Personal information
- Born: August 20, 1974 (age 51) Jackson, Michigan, U.S.
- Listed height: 6 ft 1 in (1.85 m)

Career information
- High school: Jackson High School
- College: Lansing Community College; Ball State University;
- Position: Guard

Career highlights
- Israeli League Defensive Player of the Year (2004);

= Marcus Norris =

American basketball player (born 1974)

Marcus Anthony Norris (born August 20, 1974) is an American former basketball player, who played for 17 years in Europe, in the guard position. He was the 2003–2004 Israeli Basketball Premier League Defensive Player of the Year.

==Early life and education==
Norris was born in Jackson, Michigan, in 1974, playing basketball at Jackson High School. He attended Lansing Community College and Ball State University.

==Career==
Norris played basketball in Tampere, Finland, for Pyrbasket from 1996 to 1998. From 1998 to 2000, he played in Croatia for Svjetlost Brod. From 2000 to 2003, Norris went to Portugal to play for Portugal Telecom.

From 2003 to 2004, he played in Israel for Beni Hasharon, a team in the suburb of Tel Aviv. He was the 2003–2004 Israeli Basketball Premier League Defensive Player of the Year.

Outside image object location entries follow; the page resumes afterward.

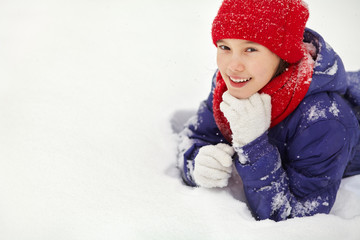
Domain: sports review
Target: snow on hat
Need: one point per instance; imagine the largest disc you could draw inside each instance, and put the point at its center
(276, 24)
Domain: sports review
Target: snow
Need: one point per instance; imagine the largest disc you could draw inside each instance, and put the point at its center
(88, 89)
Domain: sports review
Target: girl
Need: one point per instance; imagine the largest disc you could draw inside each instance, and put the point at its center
(281, 110)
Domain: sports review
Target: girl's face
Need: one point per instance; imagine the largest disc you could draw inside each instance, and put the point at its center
(245, 66)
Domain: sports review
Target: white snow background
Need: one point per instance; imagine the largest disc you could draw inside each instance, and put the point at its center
(88, 89)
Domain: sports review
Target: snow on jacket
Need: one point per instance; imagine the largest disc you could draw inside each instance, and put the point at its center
(295, 168)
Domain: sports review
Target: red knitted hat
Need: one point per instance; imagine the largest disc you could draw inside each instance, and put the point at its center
(276, 24)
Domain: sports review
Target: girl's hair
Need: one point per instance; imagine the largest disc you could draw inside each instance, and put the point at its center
(283, 65)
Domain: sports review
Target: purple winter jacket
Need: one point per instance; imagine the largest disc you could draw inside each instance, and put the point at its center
(295, 168)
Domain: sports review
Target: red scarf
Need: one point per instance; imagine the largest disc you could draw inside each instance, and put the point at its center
(286, 91)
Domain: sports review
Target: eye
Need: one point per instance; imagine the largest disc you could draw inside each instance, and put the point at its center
(223, 47)
(250, 49)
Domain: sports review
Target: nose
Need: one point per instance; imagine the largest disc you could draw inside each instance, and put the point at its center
(236, 64)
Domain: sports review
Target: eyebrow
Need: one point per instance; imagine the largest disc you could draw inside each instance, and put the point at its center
(247, 42)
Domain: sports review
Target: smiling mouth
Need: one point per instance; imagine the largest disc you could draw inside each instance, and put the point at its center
(240, 80)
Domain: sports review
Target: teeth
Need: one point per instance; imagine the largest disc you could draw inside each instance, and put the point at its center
(240, 80)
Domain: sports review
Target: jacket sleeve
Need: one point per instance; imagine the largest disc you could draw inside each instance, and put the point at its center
(302, 181)
(199, 131)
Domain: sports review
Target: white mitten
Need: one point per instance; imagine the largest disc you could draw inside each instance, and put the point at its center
(248, 118)
(213, 165)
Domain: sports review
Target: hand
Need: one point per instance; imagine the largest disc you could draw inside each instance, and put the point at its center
(213, 165)
(248, 118)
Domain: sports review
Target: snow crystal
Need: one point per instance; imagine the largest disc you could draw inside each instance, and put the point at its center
(330, 71)
(314, 113)
(334, 109)
(303, 209)
(280, 200)
(264, 178)
(243, 158)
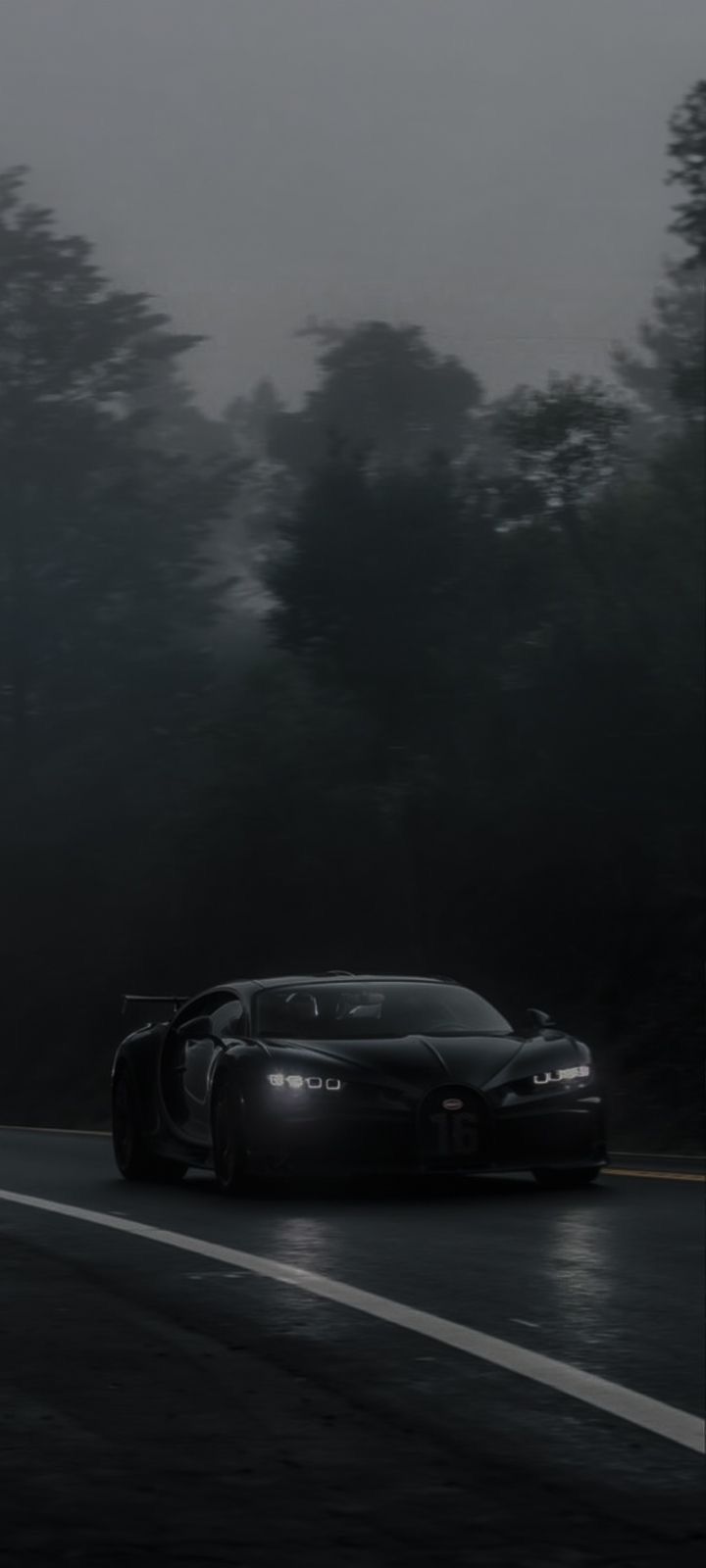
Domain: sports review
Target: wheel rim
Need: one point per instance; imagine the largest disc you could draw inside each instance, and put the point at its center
(225, 1142)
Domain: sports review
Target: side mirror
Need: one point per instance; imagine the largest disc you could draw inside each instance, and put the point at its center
(538, 1019)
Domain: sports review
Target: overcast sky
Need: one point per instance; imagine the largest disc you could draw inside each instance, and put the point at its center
(491, 170)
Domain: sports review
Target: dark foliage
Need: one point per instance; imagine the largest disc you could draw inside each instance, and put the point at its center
(471, 741)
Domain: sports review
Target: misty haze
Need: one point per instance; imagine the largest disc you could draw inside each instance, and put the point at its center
(352, 501)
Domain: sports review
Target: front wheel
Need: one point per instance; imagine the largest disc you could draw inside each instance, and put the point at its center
(227, 1137)
(564, 1180)
(135, 1162)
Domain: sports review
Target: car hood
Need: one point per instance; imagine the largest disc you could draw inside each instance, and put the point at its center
(426, 1060)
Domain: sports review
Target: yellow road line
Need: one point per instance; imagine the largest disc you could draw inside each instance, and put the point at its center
(612, 1170)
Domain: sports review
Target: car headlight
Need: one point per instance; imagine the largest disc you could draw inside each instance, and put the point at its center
(297, 1082)
(562, 1074)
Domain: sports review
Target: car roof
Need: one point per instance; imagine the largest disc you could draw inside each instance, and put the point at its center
(339, 976)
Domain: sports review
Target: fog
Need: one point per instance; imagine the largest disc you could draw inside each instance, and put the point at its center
(490, 169)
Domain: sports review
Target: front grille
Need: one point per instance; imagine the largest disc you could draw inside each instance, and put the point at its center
(452, 1129)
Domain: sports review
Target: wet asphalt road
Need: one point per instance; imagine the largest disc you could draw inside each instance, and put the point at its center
(162, 1402)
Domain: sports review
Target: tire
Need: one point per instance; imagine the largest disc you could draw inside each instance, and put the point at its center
(135, 1162)
(227, 1139)
(564, 1180)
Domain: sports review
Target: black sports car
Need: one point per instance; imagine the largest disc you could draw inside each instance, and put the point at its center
(353, 1073)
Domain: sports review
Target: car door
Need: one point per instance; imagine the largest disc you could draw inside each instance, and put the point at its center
(204, 1037)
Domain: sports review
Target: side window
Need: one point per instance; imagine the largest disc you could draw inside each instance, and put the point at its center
(227, 1019)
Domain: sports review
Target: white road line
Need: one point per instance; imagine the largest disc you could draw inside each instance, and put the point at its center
(666, 1421)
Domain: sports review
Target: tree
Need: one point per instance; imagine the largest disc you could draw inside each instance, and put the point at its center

From 2004 to 2005, Norris played in Kyiv, Ukraine, for BC Kyiv, a team owned by Olexandr Volkov. From 2005 to 2010, Norris went to CB Gran Canaria, Las Palmas Spain in the ACB. In 2010–2011, Norris went to Turkey for four months to play for Erdimir in the TBL Turkish League.

In the 2011–2012 season, Norris went to Lleida, Spain, and in February signed in Portugal with Benfica, before retiring in 2012.